Economy, artificial intelligence and health are topics for the CSU parliamentary group, which meets for three days in mid-January in Banz Monastery in Upper Franconia. But above all, security policy and the world situation. The Inspector General of the Bundeswehr, Carsten Breuer, will be a guest. There are also talks with the Albanian Prime Minister Edi Rama and the Consul General of the State of Israel for southern Germany, Talya Lador-Fresher. Prime Minister Markus Söder (CSU) recently visited Israel and Albania. Söder, who has obviously been trying to sharpen his party’s foreign policy profile for some time, will again give a keynote speech to MPs. Europe and the upcoming elections in June are also likely to shape the retreat, including in exchanges with Manfred Weber, CSU top candidate and EPP group leader in the European Parliament.

By the way, the CSU state group in the Bundestag is already in retreat around Epiphany, in the Seeon monastery in Upper Bavaria. According to reports, they want to prepare for a potential failure of the traffic light and subsequent government involvement.

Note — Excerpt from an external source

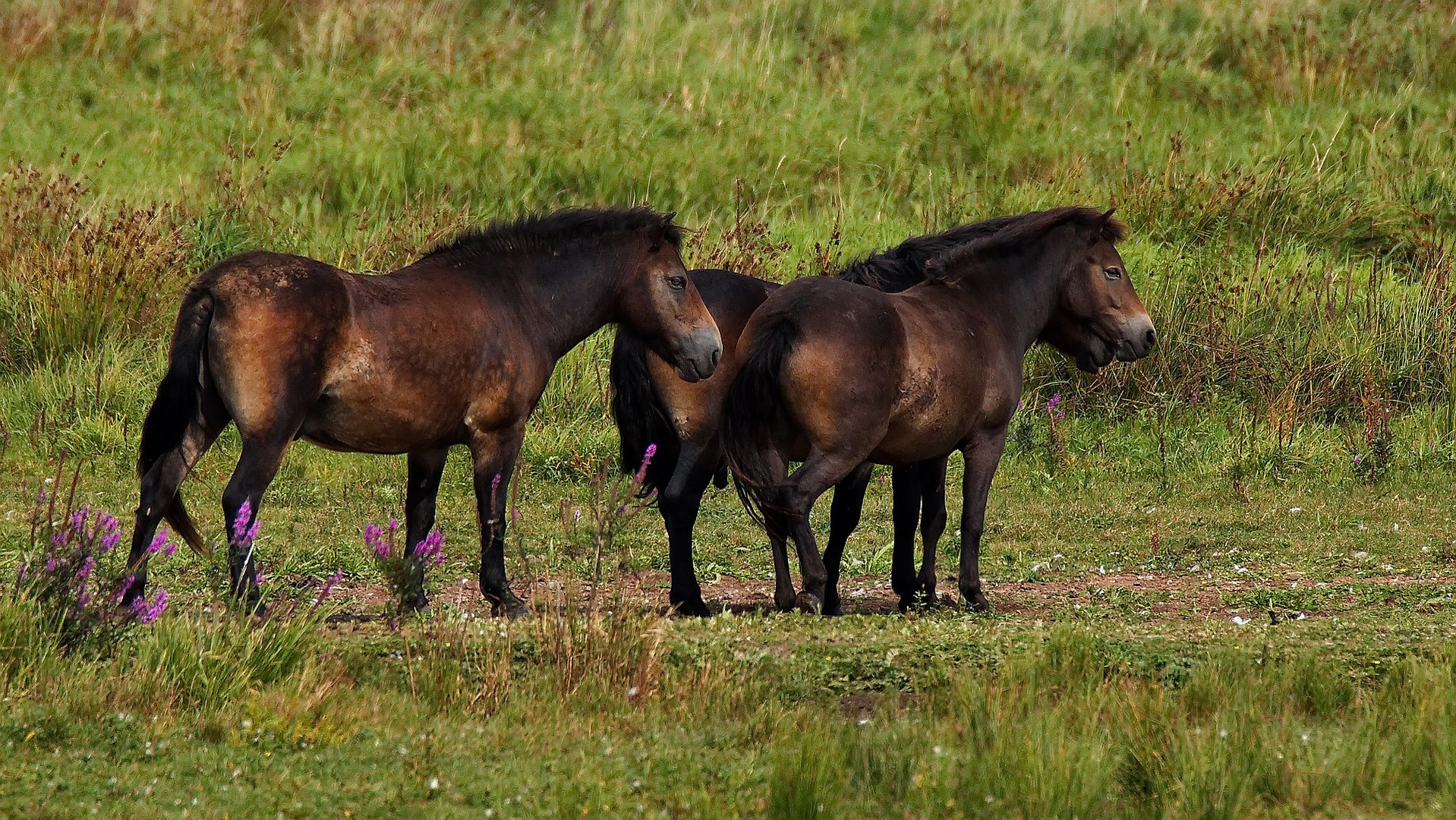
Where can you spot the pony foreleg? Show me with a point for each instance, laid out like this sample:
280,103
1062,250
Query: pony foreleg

The Free Voters have also invited Consul General Lador-Fresher to their retreat. They will meet in Lindau next week. It’s about Bavarian-Israeli relations and the protection of Jewish life in Bavaria. One of the FW’s most important political initiatives of the year is “more innovation-friendliness” in Bavaria. The transformation of the automotive industry could become a success story “if we ensure technological openness for all drive concepts,” says parliamentary group leader Florian Streibl. At Continental in Lindau, MPs want to find out more about autonomous driving.

In the same week, the SPD in Munich is concerned with “responsibility instead of populism,” as parliamentary group leader Florian von Brunn announced. A financial policy with investments in the future and the defense of “the open society against right-wing populism, right-wing extremism and anti-Semitism” are on the agenda. The top candidate for the European elections, ex-Federal Justice Minister Katarina Barley, is at the meeting in the state parliament, and the Bavarian European frontwoman Maria Noichl is debating about a social, progressive Europe.

Notorious dispute in the AfD? Not this time.

The Greens are holding their two-day retreat in Munich, and on January 19th an outdoor meeting is planned in Pullach in the Isar Valley, a pioneering location for geothermal energy. After visiting the facilities, the group will also visit the plant of Linde Engineering, Pullach Geothermal Energy’s largest customer, and will discuss local and sustainable heat supply with other companies. The Greens regularly accuse the state government of not making enough use of geothermal energy, for example in providing financial security for drilling in municipalities. An exam day is scheduled for internals. Since the state elections, the Greens have no longer been the opposition leader in the state parliament and are therefore in a new role. Like the AfD, they have 32 MPs, but performed 0.2 percentage points worse.

The AfD parliamentary group meets in Franconia in January, but there are no details about the location. The exam is apparently not open to the press, but there will be a media event in the state parliament. The “guidelines for opposition work” in the new role will be discussed as well as a “ten-point plan for Bavaria,” it was said. In the last electoral period, the AfD meeting did not always take place regularly and in full due to internal strife. Things are likely to be different now, the power struggle and dispute over direction have subsided – due to the clear dominance of the ethnic camp. After the parliamentary groups’ retreats, the state parliament will meet for its first session of the new year on January 24th.